To protect your business from data loss, SQL Database automatically creates

  • Full database backups weekly
  • Differential database backups every 12 hours
  • Transaction log backups every 5 – 10 minutes

The backups are stored in RA-GRS storage blobs for 7 days Basic service tier, 14 days for Standard and 35 days for Premium service tiers. It’s also replicated to a paired data centre for protection against a data centre outage.

Microsoft provides Azure SQL Database with 99.99% availability SLA on all its service tiers and 99.995% SLA for the business-critical or premium tiers in the regions that support availability zones. For the latest updates check the below link.

https://azure.microsoft.com/en-gb/support/legal/sla/sql-database/v1_4/

There are two high-availability architectural models that are used in Azure SQL Database:

  • Standard availability model
  • Premium availability model

Standard availability model (Basic, Standard, and General Purpose service tier availability)

Standard availability model separates compute and storage.

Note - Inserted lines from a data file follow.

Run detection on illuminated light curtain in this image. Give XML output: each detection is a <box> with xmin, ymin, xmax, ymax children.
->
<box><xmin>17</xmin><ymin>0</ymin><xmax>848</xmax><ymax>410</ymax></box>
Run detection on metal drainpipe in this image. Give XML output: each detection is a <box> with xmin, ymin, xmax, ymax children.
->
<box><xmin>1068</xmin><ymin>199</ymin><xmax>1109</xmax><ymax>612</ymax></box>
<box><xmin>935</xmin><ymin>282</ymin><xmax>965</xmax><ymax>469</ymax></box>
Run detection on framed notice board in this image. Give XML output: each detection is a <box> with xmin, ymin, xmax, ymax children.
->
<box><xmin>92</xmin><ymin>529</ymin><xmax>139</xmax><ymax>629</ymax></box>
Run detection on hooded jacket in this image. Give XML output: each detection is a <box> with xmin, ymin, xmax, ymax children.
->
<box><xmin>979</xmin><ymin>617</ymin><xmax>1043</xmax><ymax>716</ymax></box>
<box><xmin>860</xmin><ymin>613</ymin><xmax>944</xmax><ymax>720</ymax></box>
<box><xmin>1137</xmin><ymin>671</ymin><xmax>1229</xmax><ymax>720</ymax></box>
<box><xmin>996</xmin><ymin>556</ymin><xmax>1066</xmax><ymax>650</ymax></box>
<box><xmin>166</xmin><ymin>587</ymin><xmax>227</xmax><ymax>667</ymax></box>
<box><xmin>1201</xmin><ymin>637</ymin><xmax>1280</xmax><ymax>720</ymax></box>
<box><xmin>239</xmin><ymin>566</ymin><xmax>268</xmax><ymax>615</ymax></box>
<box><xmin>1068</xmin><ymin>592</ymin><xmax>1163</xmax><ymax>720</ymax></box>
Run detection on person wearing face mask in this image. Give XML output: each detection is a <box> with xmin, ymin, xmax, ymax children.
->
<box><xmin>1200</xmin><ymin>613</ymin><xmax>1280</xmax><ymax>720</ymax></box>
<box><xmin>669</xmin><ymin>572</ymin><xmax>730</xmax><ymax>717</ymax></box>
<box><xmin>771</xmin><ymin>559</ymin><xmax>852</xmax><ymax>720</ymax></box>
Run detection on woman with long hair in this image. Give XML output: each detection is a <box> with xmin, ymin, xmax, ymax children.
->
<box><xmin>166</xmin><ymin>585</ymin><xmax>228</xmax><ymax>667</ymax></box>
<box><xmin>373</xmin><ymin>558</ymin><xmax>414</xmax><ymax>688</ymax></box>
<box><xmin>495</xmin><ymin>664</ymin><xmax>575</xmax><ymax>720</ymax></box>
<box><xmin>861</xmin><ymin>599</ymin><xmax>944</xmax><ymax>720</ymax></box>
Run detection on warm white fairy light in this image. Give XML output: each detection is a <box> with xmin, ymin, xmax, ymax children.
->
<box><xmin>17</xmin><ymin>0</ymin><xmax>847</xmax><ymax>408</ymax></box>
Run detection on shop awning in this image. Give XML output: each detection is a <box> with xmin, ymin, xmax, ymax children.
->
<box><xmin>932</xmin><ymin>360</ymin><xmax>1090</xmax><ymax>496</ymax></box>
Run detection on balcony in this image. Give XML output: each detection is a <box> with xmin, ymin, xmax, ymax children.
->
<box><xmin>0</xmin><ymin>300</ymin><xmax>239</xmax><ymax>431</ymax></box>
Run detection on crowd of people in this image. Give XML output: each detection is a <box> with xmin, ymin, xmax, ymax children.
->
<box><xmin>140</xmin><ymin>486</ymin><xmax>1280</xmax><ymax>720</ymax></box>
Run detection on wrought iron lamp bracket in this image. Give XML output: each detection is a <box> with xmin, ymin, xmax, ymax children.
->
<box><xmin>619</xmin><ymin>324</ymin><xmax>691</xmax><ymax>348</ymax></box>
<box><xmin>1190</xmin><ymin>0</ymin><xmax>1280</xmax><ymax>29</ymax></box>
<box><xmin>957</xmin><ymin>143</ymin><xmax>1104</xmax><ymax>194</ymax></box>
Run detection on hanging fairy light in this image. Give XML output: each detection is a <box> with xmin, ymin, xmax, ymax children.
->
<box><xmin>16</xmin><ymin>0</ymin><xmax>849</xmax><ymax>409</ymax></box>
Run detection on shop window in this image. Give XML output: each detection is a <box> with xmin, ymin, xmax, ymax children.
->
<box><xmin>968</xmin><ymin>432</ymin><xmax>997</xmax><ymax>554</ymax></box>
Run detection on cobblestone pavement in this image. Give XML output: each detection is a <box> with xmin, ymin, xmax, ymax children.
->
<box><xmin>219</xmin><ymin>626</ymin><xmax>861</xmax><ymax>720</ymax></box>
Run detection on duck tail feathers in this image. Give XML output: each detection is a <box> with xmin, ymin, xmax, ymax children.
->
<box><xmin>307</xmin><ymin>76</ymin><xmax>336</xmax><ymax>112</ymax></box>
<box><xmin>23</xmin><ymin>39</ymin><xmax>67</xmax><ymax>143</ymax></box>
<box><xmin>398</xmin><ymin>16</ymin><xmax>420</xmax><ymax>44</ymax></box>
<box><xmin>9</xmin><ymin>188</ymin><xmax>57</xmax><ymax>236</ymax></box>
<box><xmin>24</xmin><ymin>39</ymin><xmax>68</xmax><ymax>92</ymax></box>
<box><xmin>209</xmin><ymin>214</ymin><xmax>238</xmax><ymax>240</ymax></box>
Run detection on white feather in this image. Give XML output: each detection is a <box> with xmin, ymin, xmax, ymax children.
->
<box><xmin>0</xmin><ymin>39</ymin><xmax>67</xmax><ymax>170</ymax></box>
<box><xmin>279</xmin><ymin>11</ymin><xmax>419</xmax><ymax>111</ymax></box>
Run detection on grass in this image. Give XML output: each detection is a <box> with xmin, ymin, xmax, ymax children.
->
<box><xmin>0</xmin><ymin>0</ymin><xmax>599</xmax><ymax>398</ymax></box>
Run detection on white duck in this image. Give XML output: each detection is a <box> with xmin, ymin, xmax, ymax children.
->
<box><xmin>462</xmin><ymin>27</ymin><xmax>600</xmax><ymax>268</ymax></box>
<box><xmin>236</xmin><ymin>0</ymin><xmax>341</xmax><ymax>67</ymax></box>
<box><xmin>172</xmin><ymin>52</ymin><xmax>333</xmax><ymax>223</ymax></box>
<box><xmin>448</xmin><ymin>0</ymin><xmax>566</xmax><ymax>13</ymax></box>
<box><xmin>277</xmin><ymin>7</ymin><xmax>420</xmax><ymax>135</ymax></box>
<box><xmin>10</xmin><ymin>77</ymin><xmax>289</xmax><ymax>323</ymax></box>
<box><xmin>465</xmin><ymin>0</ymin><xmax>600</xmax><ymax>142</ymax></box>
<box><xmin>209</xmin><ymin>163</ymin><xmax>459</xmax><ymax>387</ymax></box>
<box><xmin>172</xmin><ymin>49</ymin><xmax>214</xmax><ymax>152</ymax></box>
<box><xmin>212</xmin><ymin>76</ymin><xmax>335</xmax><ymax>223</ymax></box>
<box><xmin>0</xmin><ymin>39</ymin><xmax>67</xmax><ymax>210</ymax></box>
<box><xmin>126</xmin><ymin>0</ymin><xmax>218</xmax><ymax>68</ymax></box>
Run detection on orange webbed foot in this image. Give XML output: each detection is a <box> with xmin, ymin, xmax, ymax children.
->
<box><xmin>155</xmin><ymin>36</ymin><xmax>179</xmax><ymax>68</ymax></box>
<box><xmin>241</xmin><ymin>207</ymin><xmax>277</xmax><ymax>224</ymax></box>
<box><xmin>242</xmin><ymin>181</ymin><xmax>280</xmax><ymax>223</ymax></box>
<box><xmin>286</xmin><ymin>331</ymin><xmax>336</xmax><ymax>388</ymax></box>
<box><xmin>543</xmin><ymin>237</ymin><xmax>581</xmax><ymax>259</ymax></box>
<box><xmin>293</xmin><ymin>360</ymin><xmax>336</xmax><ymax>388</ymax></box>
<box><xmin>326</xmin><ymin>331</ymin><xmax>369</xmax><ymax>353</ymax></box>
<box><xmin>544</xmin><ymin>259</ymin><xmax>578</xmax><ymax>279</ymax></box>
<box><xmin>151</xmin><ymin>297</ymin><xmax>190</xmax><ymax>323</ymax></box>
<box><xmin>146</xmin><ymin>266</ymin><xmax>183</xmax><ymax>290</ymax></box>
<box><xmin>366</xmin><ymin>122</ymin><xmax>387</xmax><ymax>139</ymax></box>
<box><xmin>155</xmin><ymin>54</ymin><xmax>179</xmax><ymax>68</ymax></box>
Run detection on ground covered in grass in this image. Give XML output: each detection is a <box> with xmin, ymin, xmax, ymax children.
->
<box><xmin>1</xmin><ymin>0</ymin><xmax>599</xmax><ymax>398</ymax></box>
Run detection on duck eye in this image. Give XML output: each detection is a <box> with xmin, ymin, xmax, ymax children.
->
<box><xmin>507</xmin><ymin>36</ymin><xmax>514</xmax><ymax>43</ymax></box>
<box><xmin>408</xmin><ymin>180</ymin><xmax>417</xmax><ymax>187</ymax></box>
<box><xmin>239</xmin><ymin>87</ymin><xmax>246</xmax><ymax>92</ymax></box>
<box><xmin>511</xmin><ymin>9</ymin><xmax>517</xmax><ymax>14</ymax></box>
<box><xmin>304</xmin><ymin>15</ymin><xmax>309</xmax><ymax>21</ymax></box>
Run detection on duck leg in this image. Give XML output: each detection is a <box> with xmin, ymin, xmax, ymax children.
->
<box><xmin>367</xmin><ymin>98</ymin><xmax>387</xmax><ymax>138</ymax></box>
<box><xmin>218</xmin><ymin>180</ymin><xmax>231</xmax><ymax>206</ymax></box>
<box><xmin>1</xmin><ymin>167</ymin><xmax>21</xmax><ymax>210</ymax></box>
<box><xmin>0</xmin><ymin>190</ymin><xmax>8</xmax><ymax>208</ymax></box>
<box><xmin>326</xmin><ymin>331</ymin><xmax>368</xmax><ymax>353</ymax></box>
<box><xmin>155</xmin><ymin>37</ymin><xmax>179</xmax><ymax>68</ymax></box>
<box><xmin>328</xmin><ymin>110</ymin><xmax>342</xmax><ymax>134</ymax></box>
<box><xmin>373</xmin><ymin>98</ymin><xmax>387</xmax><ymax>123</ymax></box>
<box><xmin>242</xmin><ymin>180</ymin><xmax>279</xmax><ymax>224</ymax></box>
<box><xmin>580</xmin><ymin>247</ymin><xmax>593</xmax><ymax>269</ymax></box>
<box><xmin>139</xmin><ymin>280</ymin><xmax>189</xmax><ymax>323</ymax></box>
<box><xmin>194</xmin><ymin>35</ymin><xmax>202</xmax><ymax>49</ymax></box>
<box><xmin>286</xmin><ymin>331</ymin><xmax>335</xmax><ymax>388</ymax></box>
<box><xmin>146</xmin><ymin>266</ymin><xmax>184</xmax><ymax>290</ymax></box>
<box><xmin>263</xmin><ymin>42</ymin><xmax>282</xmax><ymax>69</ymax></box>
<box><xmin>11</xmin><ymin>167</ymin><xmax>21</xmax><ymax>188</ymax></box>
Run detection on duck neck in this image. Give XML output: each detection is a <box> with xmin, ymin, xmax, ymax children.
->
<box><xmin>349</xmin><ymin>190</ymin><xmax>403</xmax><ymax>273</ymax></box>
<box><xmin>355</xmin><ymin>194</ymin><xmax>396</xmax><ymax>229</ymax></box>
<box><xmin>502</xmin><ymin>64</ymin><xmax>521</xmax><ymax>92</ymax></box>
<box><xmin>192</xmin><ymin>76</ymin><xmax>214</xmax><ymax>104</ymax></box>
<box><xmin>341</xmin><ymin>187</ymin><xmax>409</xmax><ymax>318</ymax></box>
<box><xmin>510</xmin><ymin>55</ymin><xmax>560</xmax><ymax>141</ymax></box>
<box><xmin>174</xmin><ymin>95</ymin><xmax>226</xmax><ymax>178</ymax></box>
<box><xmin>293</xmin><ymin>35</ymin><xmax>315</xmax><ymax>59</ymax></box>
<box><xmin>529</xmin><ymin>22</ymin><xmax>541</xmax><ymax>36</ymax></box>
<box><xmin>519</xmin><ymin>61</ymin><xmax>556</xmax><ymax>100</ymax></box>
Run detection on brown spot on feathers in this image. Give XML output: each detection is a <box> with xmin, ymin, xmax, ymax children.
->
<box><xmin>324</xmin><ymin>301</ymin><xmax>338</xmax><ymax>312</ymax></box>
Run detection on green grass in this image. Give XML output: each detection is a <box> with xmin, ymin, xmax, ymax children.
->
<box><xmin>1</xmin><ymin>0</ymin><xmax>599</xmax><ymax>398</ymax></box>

It relies on high availability and reliability of the remote storage tier (Azure Premium Storage Disks). This architecture targets budget-oriented business applications that can tolerate some performance degradation during maintenance activities.

This model has two layers:

  1. A stateless compute layer (Active compute nodes):
  • It runs the sqlservr.exe process.
  • Contains only transient and cached data, such as TempDB, model databases on the attached SSD, and plan cache, buffer pool, and column store pool in memory.
  • Operated by Azure Service Fabric that
    • initializes sqlservr.exe,
    • controls health of the node and
    • performs failover if necessary.
  • A stateful data layer (Azure Storage accounts):
  • The database files (.mdf/.ldf) are stored in remote Azure Blob storage its a Page Blob and file path is an HTTPS URL.
  • This Azure blob storage is set with LRS so 3 copies are made available with thing the same data centre for redundancy feature.
  • The data file are preserved even if SQL Server process crashes.
  • The TempDB database is not using Azure Premium Storage, it is located on the local SSD storage.

During the database engine or the operating system is upgraded, or a failure is detected, Azure Service Fabric will move the stateless SQL Server process to another stateless compute node so the data in Azure Blob storage is not affected by the move, and the data/log files are attached to the newly initialized SQL Server process. This process guarantees 99.99% availability, but a heavy workload may experience some performance degradation during the transition since the new SQL Server instance starts with cold cache.

Premium availability model (Premium and Business Critical service tier availability)

  • This model integrates both computing resources (SQL Server Database Engine process) and storage (locally attached SSD) on a single node and it replicates both computing and storage to additional nodes creating a three to four-node cluster.
  • It’s used for mission-critical applications with high IO performance, high transaction rate and guarantees minimal performance impact to your workload during maintenance activities.
  • The database files (.mdf/.ldf) are placed on the attached SSD storage to provide very low latency IO to your workload.
  • The cluster has a single primary replica (SQL Server process) for read-write workloads, and up to three secondary replicas (compute and storage) containing copies of data. An extra feature on this the premium availability model is the ability to redirect read-only SQL connections to one of the secondary replicas with additional compute capacity at no extra charge. This feature is called Read Scale-Out.

Zone redundant configuration

Premium availability model, by default the cluster of nodes database is created on the same data center. We can place different replicas to different availability zones in the same region to eliminate a single point of failure. As shown below, the control ring is duplicated across multiple zones as three gateway rings (GW) and the routing is controlled by Azure Traffic Manager (ATM). Having the database replicas in different datacentres increases the network latency and the commit time, hence it slightly impacts the performance of some OLTP workloads.